Right after I graduated from Cornell, I took off for the North Cascades wilderness. First as a student and later an instructor for the National Outdoor Leadership School, I spent summers in Glacier Peak Wilderness Area, ice climbing out of crevasses, backpacking through Pacific Northwest old growth forests, and scaling ancient volcanoes. For me, this was true wilderness.

In my early 30s, I moved back to Ithaca, NY. Initially, I did not appreciate the rural upstate NY landscape—compared to the North Cascades, the wild spaces were tame and pockmarked with ugly houses. Years later, I have come to find solace in nearby nature. This time of year, I gaze up at ice-veiled waterfalls and ski along frozen creeks. Still, compared to the North Cascades, these are but slivers of nature among neighborhoods. At night, they are bathed in city light. Have I become victim to “extinction of experience?”
The lepidopterist Robert Pyle first introduced the term “extinction of experience” in 1975, writing:
“As cities and metastasizing suburbs forsake their natural diversity, and their citizens grow more removed from personal contact with nature, awareness and appreciation retreat. This breeds apathy toward environmental concerns and, inevitably, further degradation of the common habitat….So it goes, on and on, the extinction of experience sucking the life from the land, the intimacy from our connections… people who don’t know don’t care. What is the extinction of the condor to a child who has never known a wren?”
Ecopsychologist Peter Kahn describes a similar phenomenon, which he calls “environmental generational amnesia.” As each generation’s experience of “wildness” is diminished—as areas of intact wilderness are carved into smaller patches and eventually yards, and as children no longer gaze at stars in the night sky—humanity’s wildness “baseline” shifts. Although Kahn recognizes vacant lots as places to experience “wildness” in cities, he, similar to Tim Beatley in describing the nature pyramid, argues:
“Domestic, everyday, local nature… is … only half of what we need to flourish, as individuals and as a species. The other half that we need to keep alive—in our experiences and in our language—is the importance of wildness, of places that are large in scope, self-organizing, and unbounded, and autonomous and self-regulating systems, and of interactions that can be grand and awe inspiring and also frightening and difficult.”
For many living in cities, Kahn’s wildness—“the other half that we need to keep alive”—is unattainable. Are city dwellers simply out of luck—not able to flourish?
For me, the opportunity to traverse glaciers, summit peaks, and hear the trilling of the Swainson’s thrush reverberate amongst towering old-growth, was a peak experience—it enabled me to flourish. But 20 years after I left the Pacific Northwest to come back east, I had another experience that has also enabled me to flourish—this time in the Lower East Side of Manhattan.

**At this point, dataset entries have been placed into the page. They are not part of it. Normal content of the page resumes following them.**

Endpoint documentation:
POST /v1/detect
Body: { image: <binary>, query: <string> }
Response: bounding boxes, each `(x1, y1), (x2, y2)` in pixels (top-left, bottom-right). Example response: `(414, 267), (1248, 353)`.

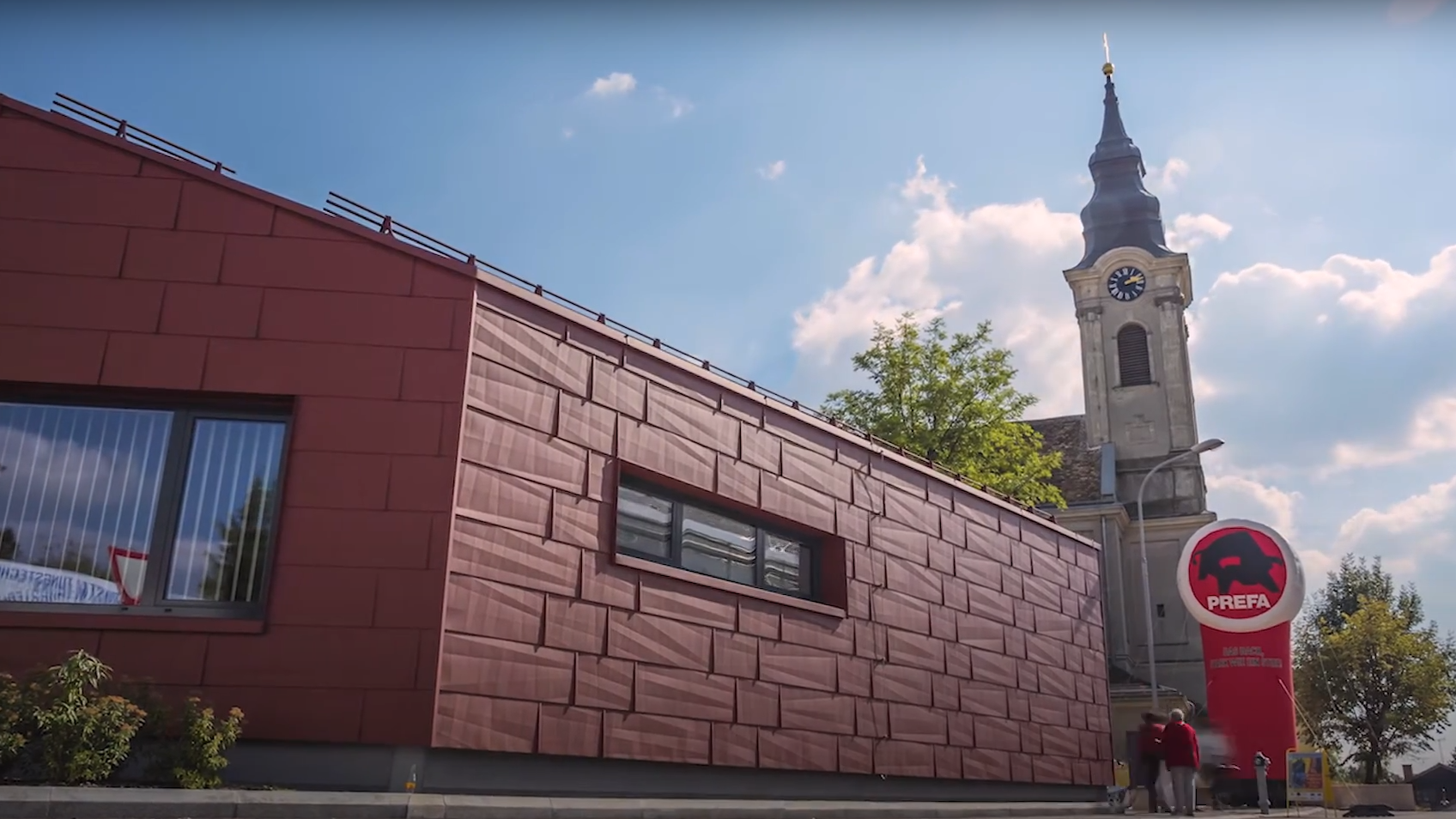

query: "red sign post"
(1178, 520), (1305, 780)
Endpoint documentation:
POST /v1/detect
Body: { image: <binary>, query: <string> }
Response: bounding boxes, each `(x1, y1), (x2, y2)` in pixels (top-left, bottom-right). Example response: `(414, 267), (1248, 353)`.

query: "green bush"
(172, 696), (243, 788)
(0, 652), (243, 788)
(27, 652), (147, 784)
(0, 673), (27, 771)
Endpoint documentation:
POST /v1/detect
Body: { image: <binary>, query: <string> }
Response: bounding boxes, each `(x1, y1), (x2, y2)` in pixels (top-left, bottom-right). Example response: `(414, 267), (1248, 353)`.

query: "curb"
(0, 786), (1107, 819)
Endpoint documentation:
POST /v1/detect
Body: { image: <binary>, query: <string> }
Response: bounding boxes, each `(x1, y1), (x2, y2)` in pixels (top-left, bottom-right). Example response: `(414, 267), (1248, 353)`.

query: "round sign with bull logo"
(1178, 520), (1305, 634)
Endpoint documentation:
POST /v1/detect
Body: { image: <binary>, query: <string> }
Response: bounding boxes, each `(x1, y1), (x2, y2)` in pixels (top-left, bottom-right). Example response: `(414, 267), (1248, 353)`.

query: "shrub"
(172, 696), (243, 788)
(27, 652), (147, 784)
(0, 673), (27, 771)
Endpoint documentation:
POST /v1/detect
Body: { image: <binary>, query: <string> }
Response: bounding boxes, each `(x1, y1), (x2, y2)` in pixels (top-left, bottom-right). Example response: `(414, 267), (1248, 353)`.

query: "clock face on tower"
(1107, 265), (1147, 301)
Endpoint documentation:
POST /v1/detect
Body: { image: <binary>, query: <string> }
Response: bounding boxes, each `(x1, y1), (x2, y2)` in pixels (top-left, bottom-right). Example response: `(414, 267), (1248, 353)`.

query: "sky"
(0, 0), (1456, 765)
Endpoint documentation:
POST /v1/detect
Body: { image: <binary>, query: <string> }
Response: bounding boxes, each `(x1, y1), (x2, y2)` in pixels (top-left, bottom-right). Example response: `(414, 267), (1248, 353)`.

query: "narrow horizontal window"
(0, 403), (287, 612)
(617, 481), (814, 598)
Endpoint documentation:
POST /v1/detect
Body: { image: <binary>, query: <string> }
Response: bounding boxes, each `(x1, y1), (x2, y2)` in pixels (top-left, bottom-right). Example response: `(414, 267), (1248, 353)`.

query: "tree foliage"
(203, 478), (278, 602)
(1295, 555), (1456, 783)
(822, 313), (1065, 506)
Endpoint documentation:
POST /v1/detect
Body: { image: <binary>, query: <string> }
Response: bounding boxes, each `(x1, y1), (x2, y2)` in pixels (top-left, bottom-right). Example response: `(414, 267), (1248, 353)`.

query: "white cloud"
(759, 159), (788, 182)
(588, 71), (636, 96)
(0, 424), (150, 507)
(793, 157), (1082, 402)
(1338, 478), (1456, 548)
(1325, 245), (1456, 330)
(1320, 392), (1456, 476)
(657, 88), (693, 119)
(1204, 470), (1303, 542)
(1168, 213), (1234, 253)
(1143, 156), (1190, 195)
(1205, 245), (1456, 331)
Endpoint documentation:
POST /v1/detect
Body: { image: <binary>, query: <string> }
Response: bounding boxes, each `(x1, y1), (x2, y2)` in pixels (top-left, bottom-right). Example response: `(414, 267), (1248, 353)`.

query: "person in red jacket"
(1138, 711), (1163, 813)
(1163, 708), (1198, 816)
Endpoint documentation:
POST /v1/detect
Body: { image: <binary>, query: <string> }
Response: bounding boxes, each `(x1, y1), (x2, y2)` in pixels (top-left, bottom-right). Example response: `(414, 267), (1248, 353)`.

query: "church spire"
(1076, 45), (1172, 267)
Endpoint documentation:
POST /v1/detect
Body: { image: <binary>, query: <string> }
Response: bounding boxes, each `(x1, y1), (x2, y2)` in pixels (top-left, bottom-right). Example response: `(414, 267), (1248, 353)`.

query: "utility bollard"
(1253, 750), (1270, 816)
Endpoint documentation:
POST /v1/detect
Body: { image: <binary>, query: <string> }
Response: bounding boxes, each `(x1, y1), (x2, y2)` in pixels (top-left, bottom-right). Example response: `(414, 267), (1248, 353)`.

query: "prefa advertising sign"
(1176, 519), (1305, 780)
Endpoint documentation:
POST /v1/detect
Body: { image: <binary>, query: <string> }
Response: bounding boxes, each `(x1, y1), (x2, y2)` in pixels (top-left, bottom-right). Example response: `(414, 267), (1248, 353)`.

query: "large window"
(617, 479), (814, 598)
(0, 401), (287, 614)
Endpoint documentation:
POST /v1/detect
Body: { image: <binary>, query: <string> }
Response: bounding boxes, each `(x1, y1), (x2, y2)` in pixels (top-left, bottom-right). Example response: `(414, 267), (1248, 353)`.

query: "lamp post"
(1138, 439), (1223, 711)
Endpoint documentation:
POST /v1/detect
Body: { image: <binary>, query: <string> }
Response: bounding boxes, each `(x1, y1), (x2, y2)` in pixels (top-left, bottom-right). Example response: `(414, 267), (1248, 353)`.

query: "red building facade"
(0, 90), (1111, 798)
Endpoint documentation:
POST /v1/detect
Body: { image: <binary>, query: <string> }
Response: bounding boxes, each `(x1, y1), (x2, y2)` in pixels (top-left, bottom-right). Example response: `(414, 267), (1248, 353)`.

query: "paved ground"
(0, 787), (1102, 819)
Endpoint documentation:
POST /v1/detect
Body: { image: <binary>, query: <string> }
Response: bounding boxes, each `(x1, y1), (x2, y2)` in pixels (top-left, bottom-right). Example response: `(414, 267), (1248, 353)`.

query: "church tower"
(1065, 63), (1214, 701)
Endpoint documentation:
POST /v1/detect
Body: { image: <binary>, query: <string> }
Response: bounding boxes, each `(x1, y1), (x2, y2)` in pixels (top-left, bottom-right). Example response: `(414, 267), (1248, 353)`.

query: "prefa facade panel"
(0, 99), (473, 744)
(0, 92), (1113, 786)
(434, 284), (1113, 784)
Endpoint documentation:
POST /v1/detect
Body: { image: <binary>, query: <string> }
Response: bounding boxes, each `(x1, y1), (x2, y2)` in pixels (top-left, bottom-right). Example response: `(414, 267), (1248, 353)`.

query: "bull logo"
(1192, 529), (1284, 595)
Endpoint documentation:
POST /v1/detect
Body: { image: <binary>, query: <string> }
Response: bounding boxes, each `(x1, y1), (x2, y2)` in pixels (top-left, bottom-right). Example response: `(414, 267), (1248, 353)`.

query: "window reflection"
(682, 504), (759, 583)
(167, 420), (284, 604)
(763, 535), (804, 595)
(0, 403), (172, 604)
(617, 487), (673, 556)
(617, 485), (811, 596)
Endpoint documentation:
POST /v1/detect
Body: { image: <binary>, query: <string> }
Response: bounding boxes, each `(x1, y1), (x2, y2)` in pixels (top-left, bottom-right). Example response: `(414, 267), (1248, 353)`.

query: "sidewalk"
(0, 787), (1105, 819)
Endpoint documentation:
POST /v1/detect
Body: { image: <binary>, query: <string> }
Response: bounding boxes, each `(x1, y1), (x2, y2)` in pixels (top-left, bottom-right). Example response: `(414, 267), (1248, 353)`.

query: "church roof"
(1027, 416), (1102, 504)
(1076, 67), (1174, 268)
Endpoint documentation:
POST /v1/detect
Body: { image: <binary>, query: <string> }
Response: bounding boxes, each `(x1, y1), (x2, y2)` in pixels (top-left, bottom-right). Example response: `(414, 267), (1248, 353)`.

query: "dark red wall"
(434, 282), (1113, 784)
(0, 92), (473, 744)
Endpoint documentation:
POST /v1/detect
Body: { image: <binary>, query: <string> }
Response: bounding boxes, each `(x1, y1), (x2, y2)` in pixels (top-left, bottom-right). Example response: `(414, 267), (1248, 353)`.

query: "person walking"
(1162, 708), (1198, 816)
(1138, 711), (1163, 813)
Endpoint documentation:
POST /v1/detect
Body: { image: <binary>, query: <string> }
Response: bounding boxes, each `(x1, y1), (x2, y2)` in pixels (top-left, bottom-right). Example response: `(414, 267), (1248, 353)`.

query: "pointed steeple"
(1076, 63), (1174, 267)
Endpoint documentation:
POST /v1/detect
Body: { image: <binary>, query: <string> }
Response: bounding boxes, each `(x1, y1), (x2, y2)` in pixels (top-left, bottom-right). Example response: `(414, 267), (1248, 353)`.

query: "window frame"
(0, 383), (294, 619)
(1113, 320), (1157, 388)
(611, 470), (824, 604)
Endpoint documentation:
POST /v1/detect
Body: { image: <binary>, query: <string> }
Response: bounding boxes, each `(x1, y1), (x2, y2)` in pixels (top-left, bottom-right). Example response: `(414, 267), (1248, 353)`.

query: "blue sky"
(0, 0), (1456, 761)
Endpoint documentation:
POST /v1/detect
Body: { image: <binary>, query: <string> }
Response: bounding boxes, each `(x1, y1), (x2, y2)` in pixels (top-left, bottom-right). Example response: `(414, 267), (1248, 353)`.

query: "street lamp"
(1138, 439), (1223, 711)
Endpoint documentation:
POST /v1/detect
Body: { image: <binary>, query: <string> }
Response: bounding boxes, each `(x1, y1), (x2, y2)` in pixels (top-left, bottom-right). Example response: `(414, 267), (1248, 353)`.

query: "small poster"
(1284, 750), (1328, 804)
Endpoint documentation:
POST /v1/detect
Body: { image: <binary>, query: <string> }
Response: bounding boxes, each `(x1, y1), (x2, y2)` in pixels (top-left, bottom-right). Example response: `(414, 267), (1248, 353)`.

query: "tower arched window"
(1117, 324), (1153, 386)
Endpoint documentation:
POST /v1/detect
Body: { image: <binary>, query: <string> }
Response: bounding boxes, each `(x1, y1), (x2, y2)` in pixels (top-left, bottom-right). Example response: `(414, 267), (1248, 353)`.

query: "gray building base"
(224, 742), (1107, 803)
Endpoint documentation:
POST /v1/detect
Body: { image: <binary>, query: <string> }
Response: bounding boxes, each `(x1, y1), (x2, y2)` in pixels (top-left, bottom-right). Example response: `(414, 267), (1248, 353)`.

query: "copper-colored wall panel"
(437, 262), (1111, 784)
(0, 99), (469, 746)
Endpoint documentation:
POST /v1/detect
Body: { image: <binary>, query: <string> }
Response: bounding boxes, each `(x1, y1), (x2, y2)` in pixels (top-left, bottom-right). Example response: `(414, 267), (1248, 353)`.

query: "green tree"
(1305, 554), (1425, 631)
(201, 478), (278, 602)
(822, 313), (1065, 507)
(1295, 555), (1456, 783)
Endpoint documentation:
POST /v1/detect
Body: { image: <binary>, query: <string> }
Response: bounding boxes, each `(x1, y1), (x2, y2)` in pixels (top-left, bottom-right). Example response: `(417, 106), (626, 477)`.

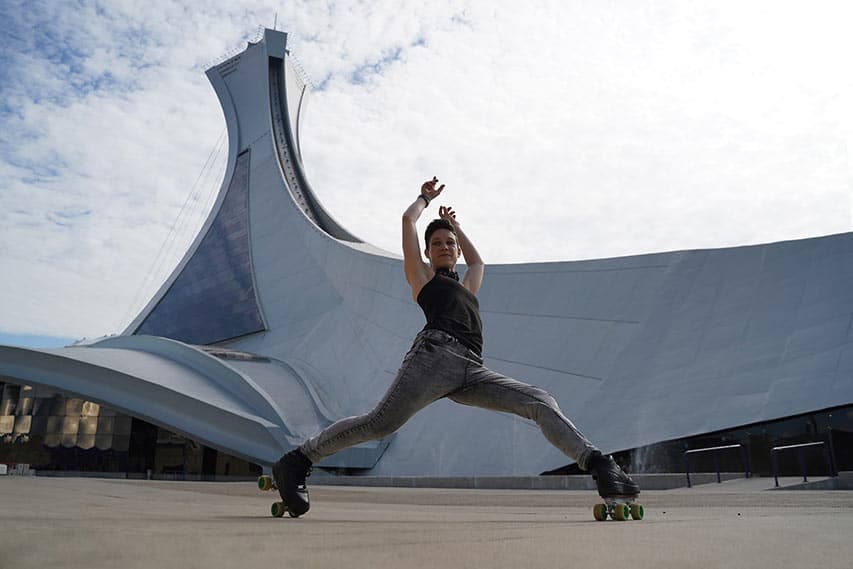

Like my North Cascades experience, my Lower East Side experience was a nature experience—but it was embedded in human culture. It was my first visit to a community garden. There I saw older Bangladeshi immigrants who had transplanted their intercropping traditions—amaranth, pigeon peas, flowering coriander and marigolds—to raised beds in New York City. For me, the cultural aspects of this experience were more powerful than—yet still connected to—nature. The immigrants were creating a sense of community through connecting to nature—creating civic ecology practices to support people and nature. A community garden is not Tim Beatley’s idea of recreating unplanned ecological spaces in cities. Rather, community gardens represent the emergence of unplanned cultural spaces that connect to nature—in ways that enable the spirit to flourish.
Here is my dilemma. I know that even if my children were to go on a mountaineering expedition in the Glacier Peak Wilderness, their experience of wildness would be different than mine. They would experience human impacts—glaciers retreating, species invading—of which I was unaware. Although some may claim that my children’s experience would simply be different, to me, it would be diminished. But does this matter?
If our concern with extinction of experience is related to health, as Beatley’s nature pyramid suggests, then I am less worried. I believe that urban places, perhaps especially the chaotic, self-organized places represented by community gardens and civic ecology practices more broadly, create new experiences that enable us to flourish.
But if our concern, like Pyle’s, is about what we will want to conserve, then we may need to embrace an urban reality. People in the future may work passionately to save a different kind of nature in cities—one that celebrates human’s caring for nature and communities. And whose acts of caring offer their own richness of experience.